Public health shouldn’t always “meet people where they are” (campaigns to increase seatbelt use, for example, faced an uphill battle) but if they don’t, the juice should be worth the squeeze. Oregon hasn’t seen higher rates of COVID-19 than the rest of the country since making the change last spring. Neither have the UK, Denmark, Norway, or Singapore. Continuing to maintain restrictive policies when they are not supported by top scientists and thought leaders or high-quality data will further erode trust in our public health institutions, which is already stubbornly low.

Although immunity has changed the landscape of COVID-19 for most Americans, some remain at high risk of severe disease, even if vaccinated. While maintaining isolation requirements may seem tempting to protect these individuals, a “one-size-fits-all” approach may actually be harmful.

A new study published in the CDC’s MMWR journal demonstrates that uptake of potentially life-saving antiviral therapies among high-risk patients remains low, limiting the potential benefits of these important clinical tools. Although it did not make it into the article, when immunocompromised patients in this study were informed of their SARS-CoV-2 diagnosis, those who did not receive antivirals were often nevertheless counseled about isolation rather than treatment.

Fear of isolation causes some people to avoid testing even though they have risk factors that would make it advisable to receive antiviral treatment to prevent severe disease. The time is right to shift away from a hyperfocus on isolation and put our efforts into what really matters: getting effective treatment into the hands of those who need it.
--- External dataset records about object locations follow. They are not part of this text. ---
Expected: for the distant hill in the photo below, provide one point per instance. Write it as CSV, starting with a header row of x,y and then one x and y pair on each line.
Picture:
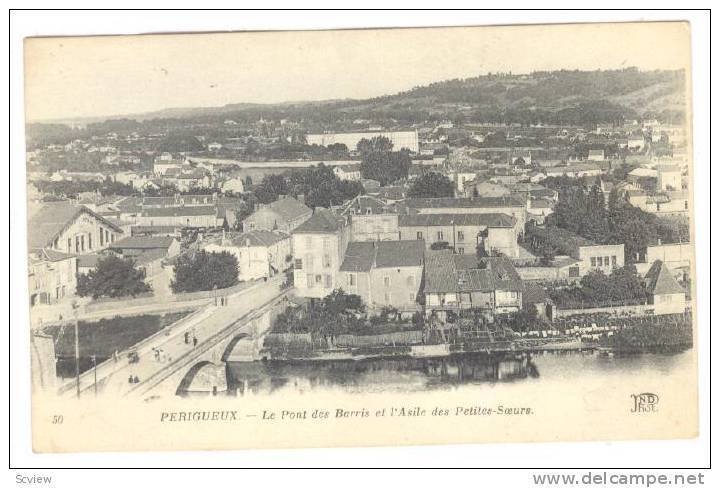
x,y
566,97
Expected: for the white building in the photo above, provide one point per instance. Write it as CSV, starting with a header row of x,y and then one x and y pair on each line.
x,y
260,253
400,139
319,248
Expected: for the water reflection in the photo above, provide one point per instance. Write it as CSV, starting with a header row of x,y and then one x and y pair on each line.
x,y
367,375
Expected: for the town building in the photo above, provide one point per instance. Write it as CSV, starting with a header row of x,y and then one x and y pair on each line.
x,y
669,177
457,282
372,219
665,293
596,155
384,273
52,276
70,228
513,206
260,253
400,139
319,248
348,172
285,215
193,216
587,255
494,233
577,170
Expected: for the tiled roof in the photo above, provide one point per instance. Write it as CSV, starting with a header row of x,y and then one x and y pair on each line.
x,y
322,221
51,219
88,260
660,281
363,256
288,208
143,242
179,211
448,273
478,202
429,220
258,238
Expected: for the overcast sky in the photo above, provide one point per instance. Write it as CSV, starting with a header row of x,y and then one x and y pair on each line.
x,y
97,76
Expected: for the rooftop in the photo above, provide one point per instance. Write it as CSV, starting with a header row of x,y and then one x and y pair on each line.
x,y
143,242
288,208
482,220
446,272
363,256
52,218
322,221
477,202
660,281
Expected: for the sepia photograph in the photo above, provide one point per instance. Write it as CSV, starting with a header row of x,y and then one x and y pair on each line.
x,y
370,237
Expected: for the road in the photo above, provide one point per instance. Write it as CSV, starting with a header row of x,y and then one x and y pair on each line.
x,y
112,376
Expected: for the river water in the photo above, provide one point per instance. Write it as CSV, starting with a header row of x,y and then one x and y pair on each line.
x,y
422,374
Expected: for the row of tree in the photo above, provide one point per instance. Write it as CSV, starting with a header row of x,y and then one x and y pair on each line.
x,y
583,211
596,289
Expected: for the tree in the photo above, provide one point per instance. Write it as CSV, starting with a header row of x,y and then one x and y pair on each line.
x,y
271,188
203,271
114,277
432,185
380,163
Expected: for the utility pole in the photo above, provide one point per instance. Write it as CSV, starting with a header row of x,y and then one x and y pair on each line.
x,y
94,357
77,349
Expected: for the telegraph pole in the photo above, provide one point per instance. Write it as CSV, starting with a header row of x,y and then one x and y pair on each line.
x,y
94,357
77,349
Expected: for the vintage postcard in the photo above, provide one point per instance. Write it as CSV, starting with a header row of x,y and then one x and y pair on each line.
x,y
361,237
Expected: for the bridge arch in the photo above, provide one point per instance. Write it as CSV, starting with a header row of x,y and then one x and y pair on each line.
x,y
204,377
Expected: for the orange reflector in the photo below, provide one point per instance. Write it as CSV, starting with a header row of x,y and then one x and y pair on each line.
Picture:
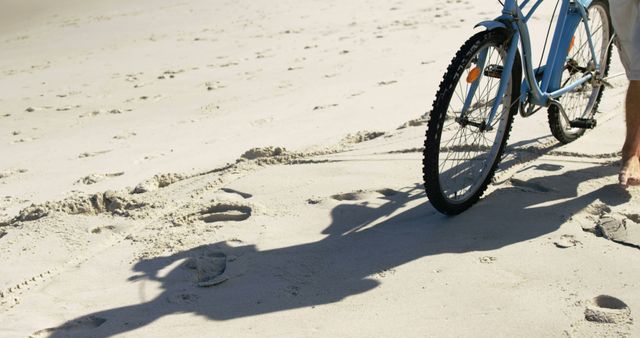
x,y
573,41
474,74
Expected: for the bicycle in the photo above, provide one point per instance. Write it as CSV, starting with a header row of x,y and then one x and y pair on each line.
x,y
483,89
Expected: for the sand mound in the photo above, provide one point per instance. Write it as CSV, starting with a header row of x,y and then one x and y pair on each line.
x,y
107,202
158,181
266,152
362,136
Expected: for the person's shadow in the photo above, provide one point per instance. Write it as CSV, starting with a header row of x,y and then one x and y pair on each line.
x,y
363,240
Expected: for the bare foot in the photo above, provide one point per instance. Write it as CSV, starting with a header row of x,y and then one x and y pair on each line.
x,y
630,172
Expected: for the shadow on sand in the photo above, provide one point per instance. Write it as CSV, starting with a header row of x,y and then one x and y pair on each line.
x,y
361,241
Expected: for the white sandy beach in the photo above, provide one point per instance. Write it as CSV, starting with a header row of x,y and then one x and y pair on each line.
x,y
145,142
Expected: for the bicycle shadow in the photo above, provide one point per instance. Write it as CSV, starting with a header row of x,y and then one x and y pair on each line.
x,y
362,241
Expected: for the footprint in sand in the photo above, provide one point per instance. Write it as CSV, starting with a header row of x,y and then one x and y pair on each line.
x,y
605,309
95,178
183,298
360,195
233,191
76,327
93,154
617,227
225,212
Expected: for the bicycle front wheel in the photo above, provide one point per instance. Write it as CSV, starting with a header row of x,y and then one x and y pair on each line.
x,y
583,102
461,152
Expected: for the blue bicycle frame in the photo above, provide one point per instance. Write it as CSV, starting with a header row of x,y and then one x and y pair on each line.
x,y
538,92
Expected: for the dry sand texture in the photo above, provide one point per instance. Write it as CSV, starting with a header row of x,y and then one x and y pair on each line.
x,y
211,168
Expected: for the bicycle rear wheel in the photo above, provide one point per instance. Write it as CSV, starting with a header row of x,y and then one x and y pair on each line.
x,y
461,152
583,102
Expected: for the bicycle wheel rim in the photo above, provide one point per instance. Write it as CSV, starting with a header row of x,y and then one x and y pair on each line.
x,y
466,154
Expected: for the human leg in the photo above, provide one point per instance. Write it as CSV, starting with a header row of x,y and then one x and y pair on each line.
x,y
630,171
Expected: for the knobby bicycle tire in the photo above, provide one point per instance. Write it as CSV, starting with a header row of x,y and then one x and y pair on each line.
x,y
433,172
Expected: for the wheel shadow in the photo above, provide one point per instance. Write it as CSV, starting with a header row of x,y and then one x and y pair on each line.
x,y
362,240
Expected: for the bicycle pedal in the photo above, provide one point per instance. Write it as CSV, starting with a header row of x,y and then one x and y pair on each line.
x,y
494,71
583,123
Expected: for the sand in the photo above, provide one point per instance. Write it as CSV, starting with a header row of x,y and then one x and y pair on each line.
x,y
208,168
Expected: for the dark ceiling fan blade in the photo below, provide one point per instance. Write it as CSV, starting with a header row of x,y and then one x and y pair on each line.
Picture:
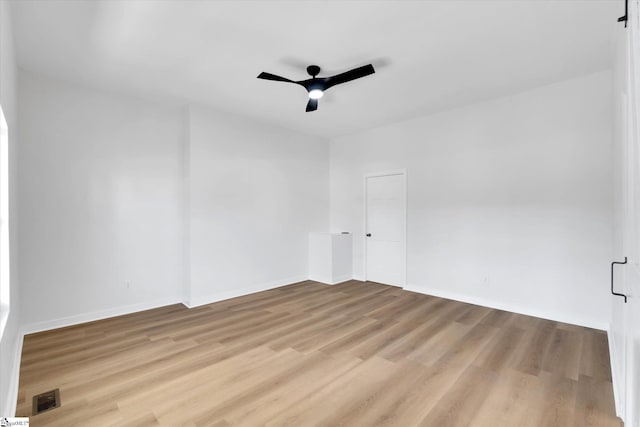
x,y
347,76
312,105
269,76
As we have navigated our new world living with COVID-19, each major policy change (such as the end of travel restrictions, the full reopening of schools, and the removal of mask mandates) has been met with trepidation and political headwinds. But every time we have taken a step toward normalcy, we have adjusted to the change and realized that we are OK.

It’s time to take this next step—and focus our efforts on treatment rather than ineffective mitigation strategies. The DPH is right to move forward with a policy change that will help just about everyone.

Dr. Shira Doron is the chief infection control officer for Tufts Medicine and the hospital epidemiologist at Tufts Medical Center. She is a professor of medicine at Tufts University School of Medicine. Dr. Westyn Branch-Elliman is an associate professor of medicine at Harvard Medical School and an infectious diseases specialist. Both have served as unpaid advisers to the Massachusetts commissioner of education. Doron has served as an unpaid adviser to the governor.